Israel is increasingly isolated on the world stage in view of its brutal military campaign in Gaza so when Prime Minister Narendra Modi landed in Tel Aviv on Wednesday, Benjamin Netanyahu was quick to embrace him right off the plane. After the duo travelled to the Knesset in Jerusalem, an effusive Netanyahu said he had “never been more moved” than by the visit of the Indian prime minister, whom he likened to a brother. The scale of the destruction wrought in Gaza didn’t make it to the foreground: Modi, who condoled the roughly 1,200 deaths caused by Hamas’s October 7, 2023 terror attack on Israel, did not mention what had followed, except to endorse Washington’s Gaza ‘peace plan’, which he said “holds the promise of a just and durable peace … including by addressing the Palestine issue [sic]”. The Indian government’s official support for a two-state solution – which envisages Palestine as a fully sovereign nation with East Jerusalem as its capital – did not figure in his address.

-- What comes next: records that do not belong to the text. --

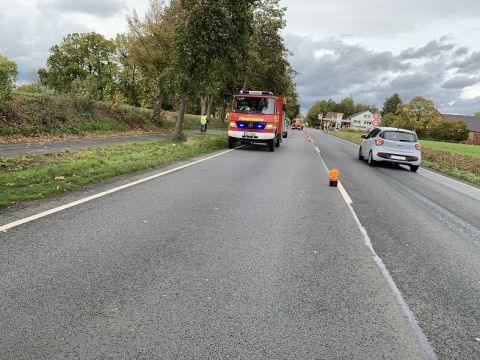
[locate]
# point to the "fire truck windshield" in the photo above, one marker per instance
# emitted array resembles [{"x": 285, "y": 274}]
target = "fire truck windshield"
[{"x": 254, "y": 105}]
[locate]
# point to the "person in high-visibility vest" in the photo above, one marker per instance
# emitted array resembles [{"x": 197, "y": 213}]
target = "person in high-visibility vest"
[{"x": 203, "y": 124}]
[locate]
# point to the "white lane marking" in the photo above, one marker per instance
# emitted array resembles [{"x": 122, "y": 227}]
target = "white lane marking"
[
  {"x": 11, "y": 225},
  {"x": 424, "y": 169},
  {"x": 391, "y": 283},
  {"x": 344, "y": 193},
  {"x": 427, "y": 347}
]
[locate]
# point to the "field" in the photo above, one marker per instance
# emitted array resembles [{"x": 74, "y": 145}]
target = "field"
[
  {"x": 458, "y": 160},
  {"x": 49, "y": 117},
  {"x": 36, "y": 177}
]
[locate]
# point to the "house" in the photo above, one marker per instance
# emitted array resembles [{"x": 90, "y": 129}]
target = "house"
[
  {"x": 362, "y": 120},
  {"x": 333, "y": 120},
  {"x": 473, "y": 125}
]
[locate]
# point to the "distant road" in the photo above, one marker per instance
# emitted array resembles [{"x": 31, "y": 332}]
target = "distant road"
[
  {"x": 37, "y": 148},
  {"x": 249, "y": 255}
]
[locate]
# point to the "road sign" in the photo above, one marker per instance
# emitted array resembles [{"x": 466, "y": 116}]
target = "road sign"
[{"x": 377, "y": 118}]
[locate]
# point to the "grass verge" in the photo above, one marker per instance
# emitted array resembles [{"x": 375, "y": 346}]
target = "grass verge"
[
  {"x": 457, "y": 160},
  {"x": 36, "y": 177}
]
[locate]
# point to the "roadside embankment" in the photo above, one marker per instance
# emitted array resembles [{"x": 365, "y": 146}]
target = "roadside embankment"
[
  {"x": 36, "y": 177},
  {"x": 458, "y": 160},
  {"x": 46, "y": 117}
]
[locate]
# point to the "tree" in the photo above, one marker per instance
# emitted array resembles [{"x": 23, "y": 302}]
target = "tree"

For his part Netanyahu hailed the “Indian-Israeli alliance” – a term for the relationship that is stronger than the ‘partnership’ term Modi used – under which the two sides had “doubled our trade, tripled our cooperation, quadrupled our understandings in ways that I cannot begin to describe”. And, he went on to add, “in some ways probably shouldn’t describe”. Knowing the Indian visitor’s appetite for collecting awards and medals, Knesset speaker Amir Ohana also handed Modi the ‘Medal of the Knesset’, which has been described as a ‘new’ award.
Among the areas of cooperation that the two sides will discuss during Modi’s visit are “science and technology, innovation, defence and security, agriculture, water management, trade and economy, and people-to-people exchanges”. For a bird’s eye view of what bilateral cooperation between the two sides has involved in recent years, check out this article by Middle East Eye correspondent Azad Essa, who frequently writes about the two countries and whose X account has been withheld in India on the Modi government’s request.
Predictably, the pro-Netanyahu Israeli media has been as fulsome in its coverage of the Modi visit as the pro-Modi outlets in India.
As perhaps the only country supporting both Israel and Russia in their respective military operations, India joined 50 other countries in abstaining from a General Assembly resolution calling for an “immediate, full and unconditional ceasefire” between Russia and Ukraine – introduced by Kyiv on the fourth anniversary of Russia’s invasion. The resolution was adopted by the 193-member Assembly, with 107 nations voting in favour and just 12 against. The document explicitly condemned Russia’s continued attacks on civilians and critical infrastructure as well as the worsening humanitarian crisis – yet India chose to sit on the fence. This abstention fits a broader pattern in Modi’s foreign policy: balancing ties with powerful allies while avoiding any stance that might complicate trade, defence or strategic alignments.